The test passes overall if all subtests pass. Note that while the subtests are classified as passes or fails in debug mode, these results are not meaningful and should be ignored. (The "overall" test will automatically pass in debug mode, as long as the test scripts complete successfully.)
The aim of this test is to ensure that we can continue to get good performance in both protein de-immunization and orthogonal structure quality metrics. We do not have an experimentally validated result to compare against, nor an established computational test set to compare to. The key result should be that we are able to obtain similarly de-immunized proteins in structures that also show high quality metrics (as compared to the native). If future versions of Rosetta fail to obtain structures that are both de-immunized and good quality structures, this implies that the underlying protocol must be modified to restore this balanced behaviour.

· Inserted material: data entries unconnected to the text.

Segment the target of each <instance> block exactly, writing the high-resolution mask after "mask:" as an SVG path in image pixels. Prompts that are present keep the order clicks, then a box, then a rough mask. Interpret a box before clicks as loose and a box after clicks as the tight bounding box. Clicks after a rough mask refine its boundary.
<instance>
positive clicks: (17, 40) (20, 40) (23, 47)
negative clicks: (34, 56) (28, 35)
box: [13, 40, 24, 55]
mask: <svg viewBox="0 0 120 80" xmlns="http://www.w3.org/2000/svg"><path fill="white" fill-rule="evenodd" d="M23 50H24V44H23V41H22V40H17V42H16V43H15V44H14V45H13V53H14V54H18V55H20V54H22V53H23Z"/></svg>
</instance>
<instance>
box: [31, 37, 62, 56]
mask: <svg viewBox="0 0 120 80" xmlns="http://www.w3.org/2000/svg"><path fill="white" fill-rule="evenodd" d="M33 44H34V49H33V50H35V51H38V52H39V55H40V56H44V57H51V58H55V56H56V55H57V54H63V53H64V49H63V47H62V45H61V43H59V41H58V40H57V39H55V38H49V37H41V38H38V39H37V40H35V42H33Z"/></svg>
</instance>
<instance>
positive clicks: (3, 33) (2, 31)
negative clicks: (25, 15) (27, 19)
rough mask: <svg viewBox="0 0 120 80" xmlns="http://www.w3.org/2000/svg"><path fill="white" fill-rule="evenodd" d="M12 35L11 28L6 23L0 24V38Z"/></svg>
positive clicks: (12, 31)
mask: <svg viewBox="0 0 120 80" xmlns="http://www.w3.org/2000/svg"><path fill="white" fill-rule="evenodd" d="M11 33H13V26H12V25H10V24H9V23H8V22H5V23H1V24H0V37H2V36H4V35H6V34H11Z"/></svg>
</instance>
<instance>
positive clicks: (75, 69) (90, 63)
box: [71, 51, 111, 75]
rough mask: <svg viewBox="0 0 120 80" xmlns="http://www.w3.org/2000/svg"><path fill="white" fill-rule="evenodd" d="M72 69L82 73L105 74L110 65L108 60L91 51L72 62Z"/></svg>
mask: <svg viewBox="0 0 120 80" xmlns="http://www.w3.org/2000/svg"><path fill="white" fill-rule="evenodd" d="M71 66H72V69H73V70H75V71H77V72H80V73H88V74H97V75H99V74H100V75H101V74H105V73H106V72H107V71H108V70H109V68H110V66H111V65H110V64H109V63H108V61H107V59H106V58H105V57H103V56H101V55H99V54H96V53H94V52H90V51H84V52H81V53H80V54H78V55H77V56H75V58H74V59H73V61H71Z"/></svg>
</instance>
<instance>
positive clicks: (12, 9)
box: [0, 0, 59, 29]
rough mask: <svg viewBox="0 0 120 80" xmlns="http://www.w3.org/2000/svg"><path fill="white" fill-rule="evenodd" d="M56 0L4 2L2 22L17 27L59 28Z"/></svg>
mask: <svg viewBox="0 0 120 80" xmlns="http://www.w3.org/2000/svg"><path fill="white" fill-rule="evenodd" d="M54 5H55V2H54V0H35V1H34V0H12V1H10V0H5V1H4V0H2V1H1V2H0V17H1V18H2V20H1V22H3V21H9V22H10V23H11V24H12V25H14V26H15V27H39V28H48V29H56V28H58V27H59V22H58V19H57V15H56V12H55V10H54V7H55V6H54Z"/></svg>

The cutoffs that are selected are somewhat arbitrary, aiming to capture the current performance. If performance improves in the future, these cutoffs could be made to be more stringent to reflect this improvement.
In the future, major updates to Rosetta (e.g. a new scorefunction) should be modified within the rosetta_script used in this test to determine if this results in better or worse behaviour during de-immunization. If there is no change or results improve, the test should be permanently modified to make use of the new data.
De-immunization, in this context, means the act of removal T-cell epitopes from a protein. With the ongoing rise of biologics in the pharmaceutical industry, as well as in academic research, the ability to de-immunize targets without sacrificing protein structure, function, or stability is an increasingly important field of research. To maximize results, it is critical to remove the strongest epitopes while minimally mutating the native protein.
Because this benchmark is based entirely on computationally derived trends, we do not have the ability to show if we are generating real, active, de-immunized proteins. A case where we assess if Rosetta is able to generate structures that match experimentally validated cases would be a substantial improvement, but would require extensive work on a large number of these targets.